Enguy : Avez-vous déjà en tête de futurs projets, même totalement différents, et si oui, pouvez-vous en parler ?

Alexandra Struk : Sur TSARA, beaucoup d’évolutions sont possibles :

– nous souhaiterions ajouter d’autres types d’aidants : personnel médical, éducateur, etc.

– et nous pouvons envisager de traiter d’autres type de handicap sur le même modèle : la dyslexie, par exemple.

Après, j’ai beaucoup d’autres idées sur l’autisme, quelques autres sur des appli. Mais ce n’est pas trop dans mon caractère de lancer des idées sans en faire quelque chose. J’espère qu’au moins l’une d’entre elles pourra voir le jour en septembre.

L'équipe bordelaise derrière TSARA
L’équipe bordelaise derrière TSARA

 

J’espère que ces quelques mots vous donneront l’envie d’essayer TSARA, même par simple curiosité, et d’en parler autour de vous. Nous souhaitons à toute l’équipe une belle réussite. En plus, les réponses et les explications ont été parfaitement pensées.

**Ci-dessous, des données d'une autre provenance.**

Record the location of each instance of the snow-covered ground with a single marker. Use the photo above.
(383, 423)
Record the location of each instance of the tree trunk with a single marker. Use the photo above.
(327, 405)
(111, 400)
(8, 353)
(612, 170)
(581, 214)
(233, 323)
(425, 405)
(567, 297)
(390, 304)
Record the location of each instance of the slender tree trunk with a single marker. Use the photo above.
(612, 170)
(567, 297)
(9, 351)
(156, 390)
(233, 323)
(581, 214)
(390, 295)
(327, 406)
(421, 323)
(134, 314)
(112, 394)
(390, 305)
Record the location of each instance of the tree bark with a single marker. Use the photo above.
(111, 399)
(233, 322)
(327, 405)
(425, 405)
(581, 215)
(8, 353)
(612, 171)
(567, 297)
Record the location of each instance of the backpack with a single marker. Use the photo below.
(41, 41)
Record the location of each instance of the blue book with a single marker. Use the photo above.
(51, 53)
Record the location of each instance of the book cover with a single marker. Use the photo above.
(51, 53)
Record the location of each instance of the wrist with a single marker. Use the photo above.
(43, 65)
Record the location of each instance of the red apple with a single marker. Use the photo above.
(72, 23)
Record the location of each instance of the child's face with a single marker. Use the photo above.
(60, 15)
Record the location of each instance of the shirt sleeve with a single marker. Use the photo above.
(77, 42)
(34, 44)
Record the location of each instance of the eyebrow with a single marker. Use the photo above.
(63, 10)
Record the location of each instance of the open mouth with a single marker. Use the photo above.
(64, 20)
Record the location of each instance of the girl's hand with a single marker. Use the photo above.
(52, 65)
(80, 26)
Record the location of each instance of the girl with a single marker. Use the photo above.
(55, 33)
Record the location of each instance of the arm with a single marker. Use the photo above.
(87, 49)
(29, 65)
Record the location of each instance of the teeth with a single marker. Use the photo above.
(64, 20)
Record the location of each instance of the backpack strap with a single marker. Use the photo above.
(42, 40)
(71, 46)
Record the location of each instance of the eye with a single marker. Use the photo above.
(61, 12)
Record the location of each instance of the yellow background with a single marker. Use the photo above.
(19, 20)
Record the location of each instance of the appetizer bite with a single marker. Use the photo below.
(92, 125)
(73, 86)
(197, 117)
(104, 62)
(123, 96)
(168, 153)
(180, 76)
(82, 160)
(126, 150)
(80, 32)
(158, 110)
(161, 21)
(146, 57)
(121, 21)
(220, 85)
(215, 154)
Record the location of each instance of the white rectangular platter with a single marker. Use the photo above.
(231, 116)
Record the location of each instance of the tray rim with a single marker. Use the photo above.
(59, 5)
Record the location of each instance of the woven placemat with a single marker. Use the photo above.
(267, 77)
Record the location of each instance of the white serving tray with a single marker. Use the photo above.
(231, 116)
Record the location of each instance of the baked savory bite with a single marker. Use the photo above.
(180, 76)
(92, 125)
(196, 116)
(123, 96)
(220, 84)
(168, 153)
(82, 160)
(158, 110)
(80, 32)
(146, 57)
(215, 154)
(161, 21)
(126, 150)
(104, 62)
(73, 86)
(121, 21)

« DES RECOMMANDATIONS OFFICIELLES VALIDÉES PAR DES EXPERTS
Les réponses mises en scène par TSARA sont en cohérence avec les recommandations de la Haute Autorité de Santé (HAS), de l’Agence Nationale de l’évaluation et de la qualité des établissements et services sociaux et médico-sociaux (ANESM) en matière d’autisme (2010, 2012), du Ministère de l’Éducation Nationale (2009). »

Un grand merci à Alexandra Struk et Sandra Boyer pour m’avoir accordé un peu de leur temps.

Interview réalisée par Enguy, avril 2016.

 

3 réflexions sur “Interview : Alexandra STRUK, Cheffe de Projet TSARA

  • On espère que cette application pourra être présenté dans les écoles bientôt car le corps enseignant devrait mieux comprendre les enfants différents. Mon fils de 9 ans est autiste et je compte bien partager tsara avec tous mes contacts. Bravo à l équipe, ça change des jeux et on apprend beaucoupp
  • Bonsoir Meryam,
    C’est en communicant sur cette application, en parlant des gens qui l’ont développée qu’on arrivera peut-être à attirer l’attention des pouvoirs publics.
    Bon courage pour votre fils, j’ai connu plusieurs élèves autistes et je sais que c’est difficile pour les familles, en raison du regard des autres et du manque de moyens… enfin, surtout le manque de volonté de vouloir faire changer les choses.
  • Très bonne interview qui donne envie de tester ce fameux jeu/logiciel.